We were married about a year and a half later. I was 4-months pregnant. I met lots of women who were pregnant in Soho at that time, several who are still my friends. It was right during the baby boomers' baby boom. I had my personal training business and was doing freelance copyediting. My friends were all college-educated, though I was not, and were artists and writers mostly. I was happy. I felt like I belonged although it was being pregnant and married to an artist that gave me the in -- not my lack of education nor, as it turned out, my sexual orientation.
In 2000 I moved to Northampton, Massachusetts. I envisioned a place where lesbians roamed free and met for coffee everyday and had intellectual conversations about things that went on in the 5-college community. I knew my children would be happy and I thought so would I. Soon after I moved my relationship broke down and once more there was a lot of ruckus. This time it wasn't a bunch of old ladies in lawn chairs but a street of uptight New Englanders in perfect houses with manicured lawns who did not want to associate with someone as excessive and prone to trouble -- with my mannish-looking partners -- as me.
Ten years I was an outsider on that street. My lipstick was just a little too bright, my heels a little too high.
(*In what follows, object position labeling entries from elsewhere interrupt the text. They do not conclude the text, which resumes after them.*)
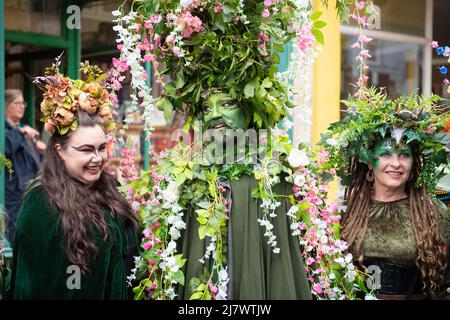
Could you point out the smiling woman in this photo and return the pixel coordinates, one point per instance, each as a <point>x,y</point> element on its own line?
<point>75,234</point>
<point>387,153</point>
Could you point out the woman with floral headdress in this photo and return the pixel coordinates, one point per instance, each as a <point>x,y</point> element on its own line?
<point>387,154</point>
<point>74,230</point>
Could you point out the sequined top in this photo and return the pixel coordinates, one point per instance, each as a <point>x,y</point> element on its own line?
<point>390,235</point>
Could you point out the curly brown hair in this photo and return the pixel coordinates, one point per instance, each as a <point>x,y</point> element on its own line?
<point>431,258</point>
<point>80,206</point>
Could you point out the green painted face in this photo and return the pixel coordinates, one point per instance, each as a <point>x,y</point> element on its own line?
<point>387,148</point>
<point>221,111</point>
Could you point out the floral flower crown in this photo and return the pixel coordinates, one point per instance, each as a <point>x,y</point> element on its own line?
<point>412,119</point>
<point>64,96</point>
<point>218,46</point>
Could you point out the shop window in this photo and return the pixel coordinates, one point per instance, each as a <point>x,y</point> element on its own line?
<point>36,16</point>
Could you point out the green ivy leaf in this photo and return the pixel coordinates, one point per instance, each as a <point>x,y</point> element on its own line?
<point>319,24</point>
<point>179,277</point>
<point>196,295</point>
<point>202,220</point>
<point>319,36</point>
<point>316,15</point>
<point>204,205</point>
<point>249,89</point>
<point>202,232</point>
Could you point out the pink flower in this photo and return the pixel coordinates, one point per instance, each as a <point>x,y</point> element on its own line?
<point>190,23</point>
<point>218,8</point>
<point>362,21</point>
<point>431,129</point>
<point>364,39</point>
<point>171,17</point>
<point>120,64</point>
<point>317,288</point>
<point>361,5</point>
<point>170,39</point>
<point>148,245</point>
<point>176,51</point>
<point>365,54</point>
<point>156,18</point>
<point>306,38</point>
<point>147,233</point>
<point>148,24</point>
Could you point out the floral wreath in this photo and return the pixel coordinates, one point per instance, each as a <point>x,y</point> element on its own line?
<point>64,96</point>
<point>413,119</point>
<point>175,37</point>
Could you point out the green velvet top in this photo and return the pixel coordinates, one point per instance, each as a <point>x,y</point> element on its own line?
<point>390,235</point>
<point>41,268</point>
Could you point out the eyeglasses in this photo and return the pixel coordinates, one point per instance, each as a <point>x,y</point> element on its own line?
<point>88,149</point>
<point>20,103</point>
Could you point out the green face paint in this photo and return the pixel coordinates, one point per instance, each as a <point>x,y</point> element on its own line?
<point>220,110</point>
<point>388,147</point>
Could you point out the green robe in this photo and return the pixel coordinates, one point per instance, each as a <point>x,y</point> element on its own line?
<point>256,272</point>
<point>390,236</point>
<point>41,268</point>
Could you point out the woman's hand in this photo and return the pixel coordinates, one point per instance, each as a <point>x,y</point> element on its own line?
<point>40,147</point>
<point>29,132</point>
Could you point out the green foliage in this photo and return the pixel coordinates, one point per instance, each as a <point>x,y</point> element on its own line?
<point>373,118</point>
<point>228,56</point>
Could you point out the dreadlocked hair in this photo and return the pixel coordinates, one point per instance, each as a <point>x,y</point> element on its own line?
<point>431,255</point>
I knew they thought I was lesser than but I so much did not want to be like them that I was okay being the femme queer in the small imperfect house with the poodles and dykes and the menorah at Christmastime and the daughter with a nose ring and the crabgrass lawn.
But man o man was I happy to get out of there.
So here I am in Brooklyn. I live in a garden apartment in a lovely brownstone. Above me are the owners of the brownstone, my "upstairs people" as I call them, a little Jewish guy and his gorgeous black wife. Two of my personal training clients are on this street. They are upstairs people. The upstairs people in north Park Slope are the gentry and us lowly renters are the proletariet. We're the personal service people, the struggling writers, artists, musicians. They're the lawyers, business retirees, doctor, executives, Writers Who Made It Big.
Like when I first lived on Mott St. it's not about class but about being in NYC. I love having access to art, music, performance; the amazing food; random humanity; anonymity among the masses; not being easily readable or transparent; not clearly wealthy nor poor; meeting strangers over dogs or food or on the subway; passing the dancing Cuban man while running in the park; walking through hundreds of school kids to get to the train; wandering through bookstores; meeting my son for dinner; going out at night in a little black dress and feeling pretty, not like a freak; being so close to the ocean.